The hardware framework of the system comprises a front-end data distribution module, a data calculation unit and a data return unit, wherein the data distribution module adopts a CPU+FPGA framework, and the CPU and the FPGA are connected through a PCIE or QPI bus; front-end network data are input to a data distribution module through a route or a switch, the data are cached together by an FPGA in the data distribution module and the cascaded DDR thereof, and if the latter calculation module does not need to reorganize the data at this time, the cached data are directly distributed in parallel by the FPGA through an internally integrated data distribution IP unit; if the latter FPGA computing unit needs to reconstruct the data before computation, the data is directly connected to the data reconstruction module after the FPGA buffer module in series, and then forwarded to the latter computing unit; if the data recombination is complex, under the condition that the recombination strategy needs to be changed dynamically, converting the operation needed by the recombination into an instruction corresponding to an MIG module in the FPGA, and then directly sending the instruction to the FPGA through a PCIE or QPI bus directly connected with the CPU and the FPGA, so that the FPGA can also change the strategy of the data recombination quickly while buffering the data efficiently.

2. The FPGA-based small heterogeneous distributed computing system of claim 1, wherein: the data input module comprises a CPU, an FPGA and a DDR hardware module;

3. The FPGA-based small heterogeneous distributed computing system of claim 2, wherein: the data input module also comprises at least two groups of Ethernet physical interfaces, and one group of Ethernet physical interfaces is used for receiving data; and the other group of the Ethernet physical interfaces is used for data forwarding.

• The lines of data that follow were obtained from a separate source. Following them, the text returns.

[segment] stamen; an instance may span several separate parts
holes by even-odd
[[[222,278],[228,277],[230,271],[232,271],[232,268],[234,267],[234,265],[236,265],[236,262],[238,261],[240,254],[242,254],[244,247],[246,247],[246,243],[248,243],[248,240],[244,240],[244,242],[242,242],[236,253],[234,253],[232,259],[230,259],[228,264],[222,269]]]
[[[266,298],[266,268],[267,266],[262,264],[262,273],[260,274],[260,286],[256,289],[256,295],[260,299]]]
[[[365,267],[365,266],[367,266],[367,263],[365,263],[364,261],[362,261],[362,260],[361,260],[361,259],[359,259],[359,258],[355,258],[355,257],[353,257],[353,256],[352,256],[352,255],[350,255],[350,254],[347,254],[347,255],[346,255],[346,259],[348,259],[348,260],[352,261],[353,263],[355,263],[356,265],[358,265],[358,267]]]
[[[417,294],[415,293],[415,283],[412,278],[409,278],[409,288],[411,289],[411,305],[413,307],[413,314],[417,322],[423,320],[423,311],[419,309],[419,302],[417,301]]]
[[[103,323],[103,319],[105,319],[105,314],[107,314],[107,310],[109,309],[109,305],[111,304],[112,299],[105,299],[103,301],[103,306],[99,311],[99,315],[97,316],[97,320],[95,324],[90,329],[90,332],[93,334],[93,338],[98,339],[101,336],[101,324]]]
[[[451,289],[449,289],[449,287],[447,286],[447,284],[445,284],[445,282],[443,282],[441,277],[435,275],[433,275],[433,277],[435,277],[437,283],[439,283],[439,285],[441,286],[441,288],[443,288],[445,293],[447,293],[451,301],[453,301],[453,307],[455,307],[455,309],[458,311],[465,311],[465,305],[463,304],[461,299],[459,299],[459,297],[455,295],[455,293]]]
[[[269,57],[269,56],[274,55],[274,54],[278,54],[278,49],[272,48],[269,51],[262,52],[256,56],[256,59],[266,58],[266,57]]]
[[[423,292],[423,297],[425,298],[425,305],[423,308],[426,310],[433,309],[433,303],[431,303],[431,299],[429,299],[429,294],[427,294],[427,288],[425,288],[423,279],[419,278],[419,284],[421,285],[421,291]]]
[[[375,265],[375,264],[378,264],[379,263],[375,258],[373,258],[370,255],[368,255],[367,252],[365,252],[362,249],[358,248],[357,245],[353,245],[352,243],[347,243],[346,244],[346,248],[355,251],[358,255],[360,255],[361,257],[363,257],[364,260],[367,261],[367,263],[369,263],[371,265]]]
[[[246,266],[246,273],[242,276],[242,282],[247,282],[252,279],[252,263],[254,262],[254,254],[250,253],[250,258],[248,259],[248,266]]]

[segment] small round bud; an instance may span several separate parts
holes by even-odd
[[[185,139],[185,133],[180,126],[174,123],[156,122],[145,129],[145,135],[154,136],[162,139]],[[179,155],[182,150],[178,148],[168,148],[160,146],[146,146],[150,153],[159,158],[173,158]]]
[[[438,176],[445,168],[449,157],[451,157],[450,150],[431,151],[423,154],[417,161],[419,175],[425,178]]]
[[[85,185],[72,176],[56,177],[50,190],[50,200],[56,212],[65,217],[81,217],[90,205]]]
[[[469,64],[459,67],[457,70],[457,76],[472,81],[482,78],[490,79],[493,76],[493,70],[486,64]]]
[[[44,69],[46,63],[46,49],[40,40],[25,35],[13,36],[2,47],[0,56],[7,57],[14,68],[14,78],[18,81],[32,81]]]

4. A FPGA-based small heterogeneous distributed computing system as claimed in claim 3, wherein: the data input module further comprises a reorganization pipeline module, and the Ethernet physical interface for receiving data is used for expanding serial input data into parallel data and transmitting the parallel data to the reorganization pipeline module.

5. The FPGA-based small heterogeneous distributed computing system of claim 1, wherein: the data computing module comprises at least one group of data computing units, and the data computing units comprise a single group of FPGA, DDR and at least two groups of Ethernet physical interfaces.

6. The FPGA-based small heterogeneous distributed computing system of claim 1, wherein: the data return module comprises a post-stage processing module, and the post-stage processing module is used for improving the data throughput of the recombined data in a deep stream mode.